I stood there with 30 pairs of seven-year-old Catholic eyes upon me, thinking to myself I knew the answer. I just missed a letter, which I have now added. What in the hell is this broad’s problem?

“No,” I replied. I hadn’t copied from someone else’s test, I reasoned. I hadn’t cheated. I just squeezed an e in.

Sister grabbed me by the yoke of my plaid, pleated uniform and yanked me into the hall. “I want you to close your eyes and ask baby Jesus for forgiveness if you have lied,” she admonished, putting her face so closely to mine that I could smell communion wafer and what I assumed to be sacramental wine on her breath.

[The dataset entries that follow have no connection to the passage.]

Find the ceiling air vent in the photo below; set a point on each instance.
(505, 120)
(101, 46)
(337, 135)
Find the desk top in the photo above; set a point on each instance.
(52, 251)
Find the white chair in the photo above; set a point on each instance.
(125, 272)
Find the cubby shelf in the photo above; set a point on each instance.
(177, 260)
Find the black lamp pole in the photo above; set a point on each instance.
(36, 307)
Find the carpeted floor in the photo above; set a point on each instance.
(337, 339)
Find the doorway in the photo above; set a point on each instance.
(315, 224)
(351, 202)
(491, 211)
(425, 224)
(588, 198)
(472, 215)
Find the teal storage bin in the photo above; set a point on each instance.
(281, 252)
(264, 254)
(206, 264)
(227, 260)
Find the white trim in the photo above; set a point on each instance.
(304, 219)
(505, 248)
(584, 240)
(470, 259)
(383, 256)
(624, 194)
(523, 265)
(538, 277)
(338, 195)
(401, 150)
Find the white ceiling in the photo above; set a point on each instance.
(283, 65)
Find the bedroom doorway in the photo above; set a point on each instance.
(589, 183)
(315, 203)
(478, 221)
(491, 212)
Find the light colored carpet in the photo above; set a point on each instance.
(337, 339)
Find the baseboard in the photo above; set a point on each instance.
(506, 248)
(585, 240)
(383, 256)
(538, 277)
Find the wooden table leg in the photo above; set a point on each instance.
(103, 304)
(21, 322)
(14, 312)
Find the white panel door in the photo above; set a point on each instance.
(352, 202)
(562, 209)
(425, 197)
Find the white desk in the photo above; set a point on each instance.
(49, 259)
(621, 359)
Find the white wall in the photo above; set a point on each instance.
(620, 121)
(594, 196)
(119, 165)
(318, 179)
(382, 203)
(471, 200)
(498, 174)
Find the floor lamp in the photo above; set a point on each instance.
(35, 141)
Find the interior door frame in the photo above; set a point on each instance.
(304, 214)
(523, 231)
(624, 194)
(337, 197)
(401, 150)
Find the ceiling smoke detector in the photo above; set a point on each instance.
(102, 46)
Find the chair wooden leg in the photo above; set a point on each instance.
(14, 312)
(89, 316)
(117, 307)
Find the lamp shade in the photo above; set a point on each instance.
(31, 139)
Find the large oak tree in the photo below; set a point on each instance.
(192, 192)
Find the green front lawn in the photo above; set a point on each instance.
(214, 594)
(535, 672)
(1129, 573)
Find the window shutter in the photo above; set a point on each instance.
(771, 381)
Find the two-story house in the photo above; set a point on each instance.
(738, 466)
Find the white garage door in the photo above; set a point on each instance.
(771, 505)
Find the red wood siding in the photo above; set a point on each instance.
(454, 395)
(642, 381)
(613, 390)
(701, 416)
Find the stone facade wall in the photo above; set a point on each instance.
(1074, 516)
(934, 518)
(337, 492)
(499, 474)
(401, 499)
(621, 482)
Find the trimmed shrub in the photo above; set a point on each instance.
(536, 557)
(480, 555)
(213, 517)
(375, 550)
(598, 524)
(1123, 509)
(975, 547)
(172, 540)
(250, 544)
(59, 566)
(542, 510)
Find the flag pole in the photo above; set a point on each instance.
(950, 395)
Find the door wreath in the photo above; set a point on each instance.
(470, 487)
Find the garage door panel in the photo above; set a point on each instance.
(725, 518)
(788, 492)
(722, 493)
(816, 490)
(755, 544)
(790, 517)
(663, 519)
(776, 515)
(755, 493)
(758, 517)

I wouldn’t have closed my eyes if a wasp had landed on my cornea. I stared defiantly at Sister Melmarie, but I did blink once, and in that instant I apologized to the baby Jesus in case he thought I had lied, but I hadn’t because I did not cheat. I knew the correct spelling of 90. I wanted to be clear with the lil guy as I had heard he could send me to purgatory if he felt like it and I did not want to float around for god knows how long—until the second coming—whenever that was going to happen (no one has ever been clear or correct on the exact time and date), with a bunch of unbaptized babies and other sinners whose fault it was not really that they were there.

“You will go to hell if you don’t close your eyes and tell Jesus you’re sorry,” she insisted, a layer of sweat forming on her upper lip as she bored a hole into my skull with her gaze. Hell? This nun was taking no prisoners. Nonetheless, I maintained the cool, eyelidless stare of a lobster. Had I the lawyerly skills then, which I have since acquired by paying special attention to the order part of Law and Order, I might have redirected and asked about her exact definition of cheating, but I just stood there with my eyeballs drying out.

“Very well,” she snapped when she realized I was never going to cave. She swatted me across my legs to hurry me back into the classroom as she got in one final shot. “I want you to think about what you’ve done here.”

I’d just lied my ass off with a straight face.

As lies go, it was a minor, victimless crime—correcting the spelling of a word on a second grade test, yet it bugs me 20 years later. (Once you start, lying becomes easier and easier.)

Since then I’ve had to forgo lying altogether (‘cept for about my age) because I don’t have the mental strongbox that allows me to keep track of shit I’ve said, so telling untruths would cause indigestion, anxiety and an overall sense of utter confusion. I said what when? That sort of thing.

There are white lies; little fictions meant to make others feel slim in their True Religions, smart, loved or like they can cook. I image there are grey lies, although you don’t hear much about them. “Yes, I remembered to pick up the diapers,” a woman snaps, pulling a U-turn and hauling ass back to Target for the Pampers she had forgotten because Target had just gotten in a very limited supply of Missoni dresses and of course she temporarily forgot she had a baby at home hello she is only human.

Then there are black lies—those whoppers politicians tell while evidence to the contrary plays out right behind them for all the world to see. It’s like the guy who gets caught with another woman, looks up at his wife standing at the foot of the bed, jumps up, naked, and says, “I did not have sex with that woman.”

“Aw, they all do it,” we say offhandedly about our leaders. “It’s part of the game.” Next time your fourteen year old says she did not take the Suburban out and get it stuck in a swamp and has no idea how it got there or why the police found it with her purse on the backseat, see if you feel as charitable toward her as you do toward the  guy who tells you he’s for family values as they’re hauling him off to jail for having sex in an airport restroom with a methamphetamine dealer/male prostitute named Betty. “Kids will be kids,” you could tell yourself. “It’s part of the game.”

I’m guessing we hold our children, spouses, friends, coworkers and the barista at Starbucks more accountable for what they say than the people who actually effectuate changes in the world. Maybe not all their lies will kill us…exactly, but the best case scenario is that politicians are simply a really bad example for our children, in which case the best case is also a really bad case.

Used to be you could tell a child, with your head held high and a tear in your eye, “If you study and work hard, develop good leadership skills and always do the right thing, some day you could be President of the United States.”

The bar is substantially lower these days.